# Multinomial and Categorical Models

In [2]:
import warnings

import arviz as az
import matplotlib.pyplot as plt
import numpy as np
import pandas as pd
import pymc3 as pm
import theano.tensor as tt

from scipy import stats
from scipy.special import expit as logistic
from scipy.special import softmax

%config InlineBackend.figure_format = 'retina'
warnings.simplefilter(action="ignore", category=FutureWarning)
RANDOM_SEED = 8927
np.random.seed(286)

In [3]:
az.style.use("arviz-darkgrid")
az.rcParams["stats.credible_interval"] = 0.89


def standardize(series):
    """Standardize a pandas series"""
    return (series - series.mean()) / series.std()

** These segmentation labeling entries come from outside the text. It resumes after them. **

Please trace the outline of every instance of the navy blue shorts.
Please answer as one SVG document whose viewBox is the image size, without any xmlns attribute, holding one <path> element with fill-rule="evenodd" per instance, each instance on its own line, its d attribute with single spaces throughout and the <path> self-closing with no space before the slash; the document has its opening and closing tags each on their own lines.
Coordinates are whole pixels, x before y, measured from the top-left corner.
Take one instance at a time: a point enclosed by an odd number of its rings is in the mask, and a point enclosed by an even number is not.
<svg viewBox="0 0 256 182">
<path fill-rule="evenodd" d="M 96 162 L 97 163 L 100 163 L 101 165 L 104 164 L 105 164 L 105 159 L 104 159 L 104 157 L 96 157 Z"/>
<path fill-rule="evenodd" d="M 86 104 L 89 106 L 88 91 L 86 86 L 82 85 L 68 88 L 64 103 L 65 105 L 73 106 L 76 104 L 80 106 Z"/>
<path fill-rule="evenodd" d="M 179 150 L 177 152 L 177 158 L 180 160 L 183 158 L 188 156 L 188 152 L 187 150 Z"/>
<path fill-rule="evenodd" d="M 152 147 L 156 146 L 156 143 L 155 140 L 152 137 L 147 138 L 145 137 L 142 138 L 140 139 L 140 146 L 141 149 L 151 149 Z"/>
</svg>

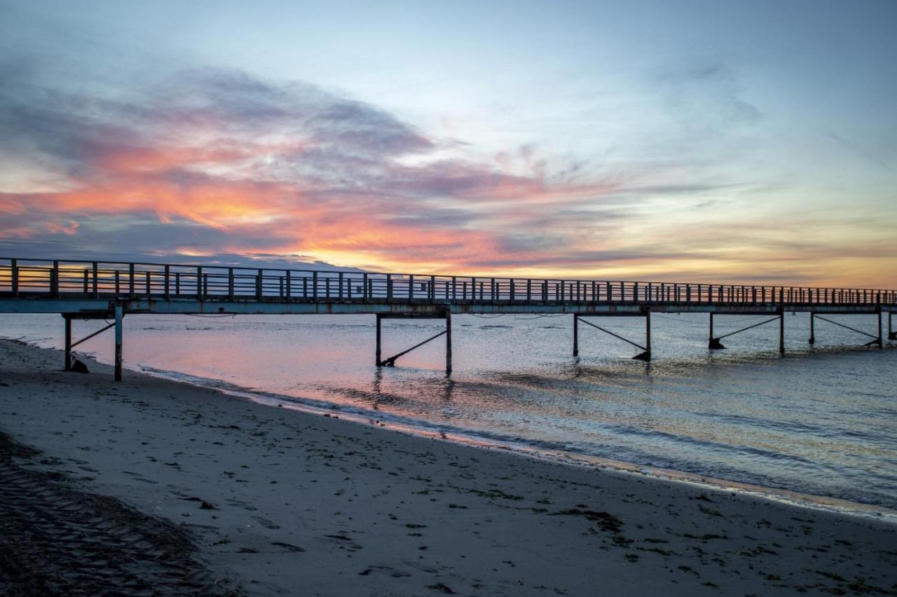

The binomial distribution is relevant when there are only two things that can happen, and we count those things. In general, more than two things can happen. For example, recall the bag of marbles from may back in ch2.  It contained only blue and white marbles, but suppose we introduced red marbles as well. Now each draw from the bag can be one of three categories, and the count that accumulates is across all three categories.

When more than two types of unordered events are possible, and the probablity of each type of event is constant across trials, then the maximum entropy distribution is the MULTINOMIAL DISTRIBUTION.

A model built on a nultinomial distribution may also be called a CATEGORICAL regression, usually when each event is isolated on a single row, like with logistic regression. In machine learning this model type is sometimes known as the MAXIMUM ENTROPY CLASSIFIER

The conventional and natural link in this context is the MULTINOMIAL LOGIT, aso known as the SOFTMAX function. This link function takes a vector of scores, one or each K event types, and computer the probability of a particular type of event k.

Combined with this conventional link, his type of GLM may be called MULTINOMIAL LOGISTIC REGRESSION. 

## Example - Predictors matched to outcomes

For example, suppose you are modelling choice of career for a number of young adults. One of the relevat predictor variables is expected income. In that case, the same parameter B_income appears in each linear model, in order to estimate the impact of the income trait on the probability a career is chosen. But a different income value multiplies the parameter in each linear model.

The code below simulates career choice from three different careers, each with its own income trait. These traists are used to assign a score to each type of event. Then when the model is fit to data, one of this scores is held constant, and the other two scores are estimated, using the known income traits.

In [4]:
# simulate career choices among 500 individuals
N = 500  # number of individuals
income = np.array([1, 2, 5])  # expected income of each career
score = 0.5 * income  # score for each career, based on income
# converts scores to probabilities:
p = softmax(score)

# now simulate choice
# outcome career holds event type values, not counts
career = np.random.multinomial(1, p, size=N)
career = np.where(career == 1)[1]
career[:11], score, p

(array([2, 2, 2, 2, 0, 2, 1, 2, 2, 2, 2]),
 array([0.5, 1. , 2.5]),
 array([0.09962365, 0.16425163, 0.73612472]))